It’s a small congregation, maybe 100 people. The church has been in this red brick Classical Revival-style building for 90 years.

“Not much has changed with this sanctuary, probably as long as I’ve been living, and I’m 52,” Tipton said, looking around at the worn wooden pews, the threadbare green carpet and the church’s magnificent pipe organ, original to the building.  

Indeed, little has changed inside the church. But outside, the neighborhood has transformed. Luxury apartments sprouted up next door, a fancy hot yoga studio opened down the street. Young professionals are moving in as land prices soar. But for the better part of a century, this neighborhood has been a community of color. And as development takes hold, the churches that for generations were rooted in the neighborhood are leaving, selling their buildings to developers and following their congregants out to the edges of town and beyond.

Though First Baptist could sell for anywhere from $2 to $3 million, Tipton said the church will stay put. And he’s been approached to sell. 

“I told the realtor: ‘I don’t even want to know what you’re willing to offer because I believe God has us here,’” he said.

Pastor Morris Tipton wants to bring white members into his historically black congregation. 

Two miles away is Pastor Glenda Sutton. She’s led Family Affair Ministries since the mid-’90s, when she started preaching from her apartment at a Nashville housing project. When she bought this church in 2001, the neighborhood was rough.

“People didn’t talk to each other. There was just a lot of violence, a lot of anger. It was a very, very, dark place,” she recalled.  

In fact, it had a nickname: Little Hell Hole.

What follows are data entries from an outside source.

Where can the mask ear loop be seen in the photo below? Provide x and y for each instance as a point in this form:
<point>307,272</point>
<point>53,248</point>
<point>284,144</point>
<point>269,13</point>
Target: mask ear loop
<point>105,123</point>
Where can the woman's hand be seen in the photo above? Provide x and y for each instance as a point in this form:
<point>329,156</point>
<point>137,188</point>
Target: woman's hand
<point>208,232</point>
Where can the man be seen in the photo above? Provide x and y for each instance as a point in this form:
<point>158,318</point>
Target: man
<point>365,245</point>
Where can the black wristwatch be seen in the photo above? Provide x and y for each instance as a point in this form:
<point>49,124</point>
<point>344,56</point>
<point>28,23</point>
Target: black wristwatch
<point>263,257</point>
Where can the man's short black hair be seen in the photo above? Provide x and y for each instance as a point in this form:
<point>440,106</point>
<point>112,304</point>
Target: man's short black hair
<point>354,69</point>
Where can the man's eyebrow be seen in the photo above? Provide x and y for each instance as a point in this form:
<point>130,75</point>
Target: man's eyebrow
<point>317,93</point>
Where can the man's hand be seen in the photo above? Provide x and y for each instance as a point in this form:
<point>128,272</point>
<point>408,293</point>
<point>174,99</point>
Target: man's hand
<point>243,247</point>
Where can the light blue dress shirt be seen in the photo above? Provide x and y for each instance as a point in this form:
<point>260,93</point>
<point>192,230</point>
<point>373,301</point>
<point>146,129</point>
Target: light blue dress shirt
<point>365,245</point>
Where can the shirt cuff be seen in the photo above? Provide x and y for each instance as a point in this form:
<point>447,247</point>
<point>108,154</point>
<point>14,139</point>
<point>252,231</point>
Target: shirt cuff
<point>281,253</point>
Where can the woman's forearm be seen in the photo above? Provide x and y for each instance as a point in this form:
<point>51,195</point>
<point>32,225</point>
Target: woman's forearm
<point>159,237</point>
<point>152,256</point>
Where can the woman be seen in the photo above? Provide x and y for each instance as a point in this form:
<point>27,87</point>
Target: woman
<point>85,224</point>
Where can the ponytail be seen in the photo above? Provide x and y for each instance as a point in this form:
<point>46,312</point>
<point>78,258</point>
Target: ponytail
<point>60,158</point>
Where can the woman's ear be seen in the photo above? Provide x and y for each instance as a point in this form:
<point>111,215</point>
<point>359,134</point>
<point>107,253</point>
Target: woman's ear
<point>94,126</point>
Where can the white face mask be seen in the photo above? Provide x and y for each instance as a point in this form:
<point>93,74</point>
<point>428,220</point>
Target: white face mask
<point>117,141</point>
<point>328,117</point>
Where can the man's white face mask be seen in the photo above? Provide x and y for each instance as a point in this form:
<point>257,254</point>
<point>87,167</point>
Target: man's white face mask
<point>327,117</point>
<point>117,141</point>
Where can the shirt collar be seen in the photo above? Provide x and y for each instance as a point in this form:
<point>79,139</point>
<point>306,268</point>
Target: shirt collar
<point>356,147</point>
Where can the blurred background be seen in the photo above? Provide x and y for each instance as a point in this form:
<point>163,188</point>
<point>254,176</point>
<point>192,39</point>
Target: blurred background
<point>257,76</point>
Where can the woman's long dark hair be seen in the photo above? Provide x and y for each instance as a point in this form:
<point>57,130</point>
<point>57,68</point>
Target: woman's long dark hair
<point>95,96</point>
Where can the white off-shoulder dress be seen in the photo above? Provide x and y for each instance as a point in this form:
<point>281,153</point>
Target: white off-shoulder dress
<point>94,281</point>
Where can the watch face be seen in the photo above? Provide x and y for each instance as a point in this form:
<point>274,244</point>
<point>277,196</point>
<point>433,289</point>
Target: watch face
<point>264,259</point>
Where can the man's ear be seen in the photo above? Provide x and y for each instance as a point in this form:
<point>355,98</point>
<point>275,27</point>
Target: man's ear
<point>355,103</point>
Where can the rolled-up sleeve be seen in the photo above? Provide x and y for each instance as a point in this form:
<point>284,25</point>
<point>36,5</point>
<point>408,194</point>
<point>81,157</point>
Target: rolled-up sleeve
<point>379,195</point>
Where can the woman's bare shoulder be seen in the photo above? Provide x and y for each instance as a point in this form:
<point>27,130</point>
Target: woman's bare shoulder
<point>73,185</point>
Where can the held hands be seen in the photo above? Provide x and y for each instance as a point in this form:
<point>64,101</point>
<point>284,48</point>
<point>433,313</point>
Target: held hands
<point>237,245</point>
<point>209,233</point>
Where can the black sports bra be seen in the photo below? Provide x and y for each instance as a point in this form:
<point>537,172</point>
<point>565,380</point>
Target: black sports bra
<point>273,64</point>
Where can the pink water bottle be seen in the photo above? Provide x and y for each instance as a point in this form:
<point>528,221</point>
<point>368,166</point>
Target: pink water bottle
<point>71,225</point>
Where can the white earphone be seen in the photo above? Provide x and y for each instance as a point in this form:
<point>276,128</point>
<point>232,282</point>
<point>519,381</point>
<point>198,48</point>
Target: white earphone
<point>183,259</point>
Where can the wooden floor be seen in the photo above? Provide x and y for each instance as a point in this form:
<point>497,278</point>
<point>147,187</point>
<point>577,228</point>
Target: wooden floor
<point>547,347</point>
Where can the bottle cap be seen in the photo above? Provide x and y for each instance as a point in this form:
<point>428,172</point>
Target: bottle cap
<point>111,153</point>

But working in the neighborhood fit with the church’s mission. Recently, though, Sutton’s noticed that as the affordable housing goes, so do many of the families she serves. And their new neighbors are less interested in getting involved.

“It’s been more like ‘Can you move? Can you leave? We want the neighborhood,’” she said.

Directly across the street is record store owner Dan Balog. His shop is only about a year old, but he’s been in the neighborhood for nearly a decade.

“Now it’s $700,000 homes where there used to be $70,000 homes. In a pretty short amount of time,” he said from behind the register.  

Balog said he hasn’t had much interaction with the church, but he’s not surprised it’s struggling to fit into the changing neighborhood. Even he feels the pressure as his rent keeps rising. He said that if the church were replaced with a commercial business, it could bring him more foot traffic.

And that might happen. In November, Sutton put the property up for sale, listing it for $3.5 million, seven times what the church bought it for in 2001.

Pastor Glenda Sutton’s church will benefit from the property sale, but she will have to leave the area she worked so hard to improve.

The church will benefit from the infusion of capital. But that means leaving the neighborhood Sutton worked so hard to improve.

“Our challenge is where do we, where do we go?” Sutton wonders aloud. 

Back at First Baptist, Tipton has a very different idea about the future of his church. He wants to bring in new members — white members.

“I want to be intentional about being a multiracial congregation,” he said., “without losing anybody’s identity.”

Longtime churchgoer Sam McCullough, whose family membership goes back seven generations, is confident the church’s identity is solid. 

“We will always be a historically black congregation,” he said. “That is what we are. You can’t erase our history.”

And so, despite going in two different directions, Tipton and Sutton have some common ground: a belief that something bigger is driving them.